Er zijn dus diverse drempels verhoogd en opgeworpen die mensen bij de rechter weghouden.
Maar als mensen zich dan toch naar de rechtbank in de stad begeven en de griffierechten
kunnen betalen lopen ze tegen nieuwe problemen aan die het halen van hun recht of
het oplossen van hun geschil in de weg staan. Zo wordt er een flink beroep gedaan
op de zelfredzaamheid van mensen. Binnen de advocatuur wordt openlijk getwijfeld over
zelfredzaamheid als toetsingscriterium voor toegang tot de gesubsidieerde rechtsbijstand.14 Daarnaast toonde het meest recente onderzoek naar de «klantwaardering» van de rechtspraak
aan dat communicatie over de processen aandacht behoeft.15 Dit zijn extra drempels.

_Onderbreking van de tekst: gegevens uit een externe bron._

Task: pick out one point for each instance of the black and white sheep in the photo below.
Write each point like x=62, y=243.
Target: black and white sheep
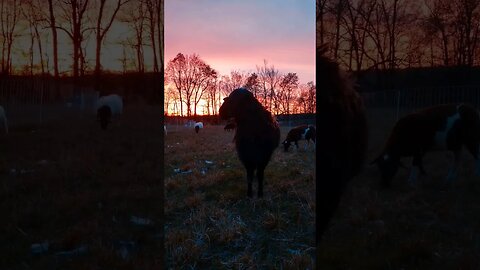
x=342, y=144
x=257, y=133
x=446, y=127
x=107, y=106
x=303, y=132
x=198, y=126
x=3, y=119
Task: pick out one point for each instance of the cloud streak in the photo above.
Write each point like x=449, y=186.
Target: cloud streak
x=239, y=35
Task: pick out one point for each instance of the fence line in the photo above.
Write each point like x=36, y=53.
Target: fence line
x=404, y=101
x=32, y=101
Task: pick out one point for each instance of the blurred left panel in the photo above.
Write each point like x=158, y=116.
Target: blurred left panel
x=81, y=134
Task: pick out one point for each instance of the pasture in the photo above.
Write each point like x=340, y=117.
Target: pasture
x=94, y=196
x=210, y=221
x=433, y=226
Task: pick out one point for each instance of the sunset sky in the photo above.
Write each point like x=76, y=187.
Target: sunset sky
x=239, y=35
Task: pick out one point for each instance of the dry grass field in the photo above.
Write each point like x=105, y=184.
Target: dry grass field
x=433, y=226
x=210, y=221
x=77, y=187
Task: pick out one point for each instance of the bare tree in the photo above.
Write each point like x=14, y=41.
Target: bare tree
x=74, y=12
x=9, y=17
x=152, y=26
x=269, y=78
x=53, y=26
x=30, y=12
x=102, y=30
x=191, y=76
x=287, y=86
x=135, y=15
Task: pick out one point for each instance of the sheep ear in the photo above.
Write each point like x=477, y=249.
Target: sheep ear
x=376, y=160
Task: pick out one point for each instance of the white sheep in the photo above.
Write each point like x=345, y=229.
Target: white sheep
x=198, y=126
x=3, y=119
x=108, y=106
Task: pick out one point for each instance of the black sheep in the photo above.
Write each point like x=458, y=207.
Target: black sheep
x=303, y=132
x=342, y=144
x=257, y=133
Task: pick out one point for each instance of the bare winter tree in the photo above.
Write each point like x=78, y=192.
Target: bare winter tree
x=30, y=12
x=287, y=86
x=204, y=77
x=74, y=12
x=9, y=17
x=269, y=78
x=135, y=15
x=191, y=76
x=152, y=18
x=101, y=28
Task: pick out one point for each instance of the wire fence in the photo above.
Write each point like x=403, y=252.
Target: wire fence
x=403, y=101
x=34, y=101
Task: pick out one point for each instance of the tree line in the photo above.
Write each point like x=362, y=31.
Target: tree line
x=391, y=34
x=43, y=23
x=191, y=82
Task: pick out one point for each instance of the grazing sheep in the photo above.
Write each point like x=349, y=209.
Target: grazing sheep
x=303, y=132
x=198, y=126
x=342, y=144
x=3, y=119
x=446, y=127
x=107, y=106
x=230, y=125
x=257, y=134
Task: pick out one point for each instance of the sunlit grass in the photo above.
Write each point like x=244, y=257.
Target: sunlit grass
x=210, y=222
x=80, y=187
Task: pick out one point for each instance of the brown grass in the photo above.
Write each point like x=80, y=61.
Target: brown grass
x=220, y=227
x=80, y=186
x=432, y=226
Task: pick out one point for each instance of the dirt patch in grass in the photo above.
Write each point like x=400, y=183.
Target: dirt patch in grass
x=75, y=186
x=211, y=223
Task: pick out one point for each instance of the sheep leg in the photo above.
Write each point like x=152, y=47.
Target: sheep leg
x=453, y=170
x=474, y=149
x=250, y=172
x=260, y=181
x=477, y=162
x=416, y=166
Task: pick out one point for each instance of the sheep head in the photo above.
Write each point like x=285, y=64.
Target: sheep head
x=235, y=103
x=104, y=114
x=388, y=167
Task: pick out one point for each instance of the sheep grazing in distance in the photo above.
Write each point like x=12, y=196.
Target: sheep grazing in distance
x=198, y=126
x=446, y=127
x=303, y=132
x=257, y=134
x=230, y=125
x=342, y=144
x=107, y=106
x=3, y=119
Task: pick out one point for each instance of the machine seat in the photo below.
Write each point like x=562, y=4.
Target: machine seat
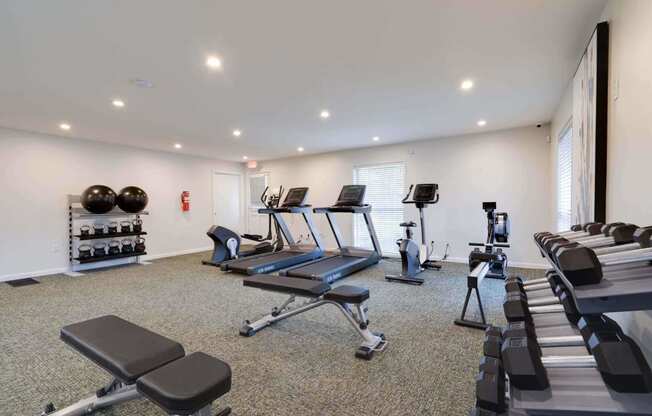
x=187, y=385
x=127, y=351
x=348, y=294
x=291, y=285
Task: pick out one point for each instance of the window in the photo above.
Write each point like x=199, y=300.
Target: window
x=385, y=188
x=564, y=178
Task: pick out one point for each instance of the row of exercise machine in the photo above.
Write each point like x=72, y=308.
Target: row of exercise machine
x=144, y=364
x=560, y=353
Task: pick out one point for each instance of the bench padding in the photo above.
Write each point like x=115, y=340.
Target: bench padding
x=187, y=385
x=125, y=350
x=348, y=294
x=291, y=285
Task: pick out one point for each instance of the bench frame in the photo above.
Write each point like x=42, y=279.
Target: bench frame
x=356, y=314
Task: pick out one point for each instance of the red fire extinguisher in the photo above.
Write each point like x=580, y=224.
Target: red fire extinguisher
x=185, y=201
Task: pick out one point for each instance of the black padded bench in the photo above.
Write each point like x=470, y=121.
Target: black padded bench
x=145, y=364
x=348, y=299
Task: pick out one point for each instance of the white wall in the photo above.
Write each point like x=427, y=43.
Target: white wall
x=630, y=131
x=38, y=171
x=510, y=167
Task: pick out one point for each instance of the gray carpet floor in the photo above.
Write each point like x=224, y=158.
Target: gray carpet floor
x=302, y=366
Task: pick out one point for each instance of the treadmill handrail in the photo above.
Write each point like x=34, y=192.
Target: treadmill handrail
x=290, y=209
x=355, y=209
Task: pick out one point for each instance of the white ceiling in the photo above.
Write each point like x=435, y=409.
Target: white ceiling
x=382, y=67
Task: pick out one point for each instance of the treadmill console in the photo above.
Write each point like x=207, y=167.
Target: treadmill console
x=295, y=197
x=425, y=192
x=351, y=196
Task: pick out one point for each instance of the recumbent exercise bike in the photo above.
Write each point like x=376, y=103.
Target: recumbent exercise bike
x=227, y=243
x=415, y=258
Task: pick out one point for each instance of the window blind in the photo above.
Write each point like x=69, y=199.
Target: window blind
x=385, y=188
x=564, y=179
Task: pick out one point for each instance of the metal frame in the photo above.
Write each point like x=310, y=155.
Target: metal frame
x=473, y=283
x=115, y=393
x=357, y=318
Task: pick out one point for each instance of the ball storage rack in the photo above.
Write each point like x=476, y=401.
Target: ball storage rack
x=78, y=216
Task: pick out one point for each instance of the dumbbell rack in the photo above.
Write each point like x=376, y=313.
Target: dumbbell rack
x=610, y=294
x=582, y=391
x=77, y=214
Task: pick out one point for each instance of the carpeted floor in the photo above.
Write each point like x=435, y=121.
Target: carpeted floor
x=302, y=366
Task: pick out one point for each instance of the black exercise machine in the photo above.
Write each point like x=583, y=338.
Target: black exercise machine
x=227, y=243
x=144, y=364
x=294, y=203
x=348, y=259
x=491, y=262
x=415, y=258
x=498, y=229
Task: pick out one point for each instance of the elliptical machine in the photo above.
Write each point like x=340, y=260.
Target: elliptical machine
x=226, y=243
x=498, y=229
x=415, y=258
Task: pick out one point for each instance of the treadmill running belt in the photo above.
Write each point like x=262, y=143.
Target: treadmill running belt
x=325, y=266
x=271, y=258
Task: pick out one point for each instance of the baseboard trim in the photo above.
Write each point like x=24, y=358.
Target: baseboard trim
x=37, y=273
x=61, y=270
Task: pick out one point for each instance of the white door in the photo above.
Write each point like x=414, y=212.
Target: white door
x=227, y=201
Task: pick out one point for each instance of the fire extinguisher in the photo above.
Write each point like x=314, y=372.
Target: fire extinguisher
x=185, y=201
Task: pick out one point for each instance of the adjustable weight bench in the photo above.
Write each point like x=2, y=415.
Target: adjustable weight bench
x=144, y=364
x=348, y=299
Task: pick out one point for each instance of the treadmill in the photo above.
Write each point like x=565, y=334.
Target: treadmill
x=294, y=203
x=348, y=259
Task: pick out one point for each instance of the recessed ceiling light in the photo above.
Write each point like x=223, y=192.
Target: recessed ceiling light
x=213, y=62
x=466, y=85
x=142, y=83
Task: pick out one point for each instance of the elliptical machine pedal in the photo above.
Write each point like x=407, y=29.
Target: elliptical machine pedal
x=415, y=258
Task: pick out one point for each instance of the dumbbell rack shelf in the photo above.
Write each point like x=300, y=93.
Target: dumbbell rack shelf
x=77, y=216
x=108, y=257
x=611, y=294
x=108, y=236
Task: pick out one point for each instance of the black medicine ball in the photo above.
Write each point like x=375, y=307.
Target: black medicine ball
x=98, y=199
x=132, y=199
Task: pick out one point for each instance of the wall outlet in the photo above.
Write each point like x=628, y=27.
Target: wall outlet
x=56, y=247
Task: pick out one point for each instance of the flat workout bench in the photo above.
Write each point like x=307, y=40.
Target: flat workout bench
x=346, y=298
x=145, y=364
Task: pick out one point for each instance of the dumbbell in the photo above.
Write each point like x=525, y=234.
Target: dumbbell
x=490, y=382
x=587, y=229
x=587, y=325
x=551, y=282
x=583, y=266
x=612, y=234
x=616, y=237
x=618, y=359
x=517, y=307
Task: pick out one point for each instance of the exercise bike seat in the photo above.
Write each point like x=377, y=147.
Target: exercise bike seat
x=187, y=385
x=125, y=350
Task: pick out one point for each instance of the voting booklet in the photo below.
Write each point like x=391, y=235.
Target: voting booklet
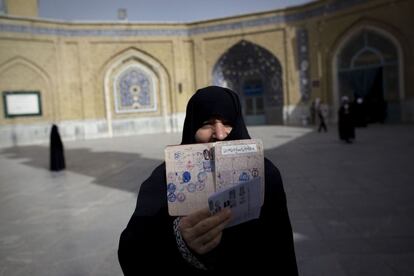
x=195, y=172
x=244, y=200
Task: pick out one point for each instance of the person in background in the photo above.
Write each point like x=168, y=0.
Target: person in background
x=322, y=112
x=57, y=156
x=199, y=243
x=346, y=126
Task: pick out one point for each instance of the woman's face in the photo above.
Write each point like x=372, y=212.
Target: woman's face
x=213, y=130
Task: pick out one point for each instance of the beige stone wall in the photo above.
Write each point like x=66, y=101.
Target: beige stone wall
x=25, y=8
x=70, y=71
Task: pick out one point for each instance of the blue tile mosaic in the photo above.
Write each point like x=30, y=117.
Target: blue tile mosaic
x=328, y=8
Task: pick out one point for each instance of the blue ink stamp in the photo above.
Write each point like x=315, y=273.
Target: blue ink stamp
x=180, y=197
x=171, y=187
x=191, y=187
x=202, y=176
x=200, y=186
x=171, y=197
x=186, y=177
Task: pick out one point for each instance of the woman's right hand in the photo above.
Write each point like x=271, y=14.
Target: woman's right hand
x=202, y=231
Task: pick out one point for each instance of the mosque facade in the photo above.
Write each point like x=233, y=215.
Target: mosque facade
x=106, y=79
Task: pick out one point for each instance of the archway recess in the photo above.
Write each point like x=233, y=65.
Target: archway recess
x=256, y=75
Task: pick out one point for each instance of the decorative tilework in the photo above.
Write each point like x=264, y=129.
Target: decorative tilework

Een gerelateerd probleem is de toegang tot de gesubsidieerde rechtsbijstand. Door
lage vergoedingen staan de inkomsten van sociaal advocaten ernstig onder druk. Steeds
vaker bereiken signalen de indiener dat rechtszoekenden geen advocaat kunnen vinden
om op basis van een toevoeging rechtsbijstand te verlenen en dat sociaal advocaten
moeten stoppen met hun werk omdat de vergoedingen niet meer in verhouding staan met
de te leveren diensten.16 Het niet kunnen vinden van een advocaat die op betaalbare wijze kan helpen door rechtsbijstand
te leveren is een enorme drempel. De aangekondigde investeringen conform commissie-Van
der Meer scenario 1 wordt door de indiener van harte verwelkomd. Maar het zal jaren
duren voordat de situatie zich heeft hersteld en de sociaal advocatuur weer op sterkte
is.
2.2. Effectieve toegang tot het recht
De tweede tendens die volgens de indiener bijdraagt aan het aantal onopgeloste geschillen
en juridische problemen is de effectiviteit van de rechtspraak. Als mensen eenmaal
de gang naar de rechter weten te maken dan draagt een gerechtelijke uitspraak niet
altijd bij aan het oplossen van het onderliggende probleem. Vaak is er juist sprake
van multiproblematiek.17 Problemen kunnen elkaar in snel tempo opvolgen. Het is in die gevallen belangrijk
om het onderliggende probleem op te lossen. Iets wat op dit moment niet de taak is
van de rechter, omdat die daar niet op is toegerust.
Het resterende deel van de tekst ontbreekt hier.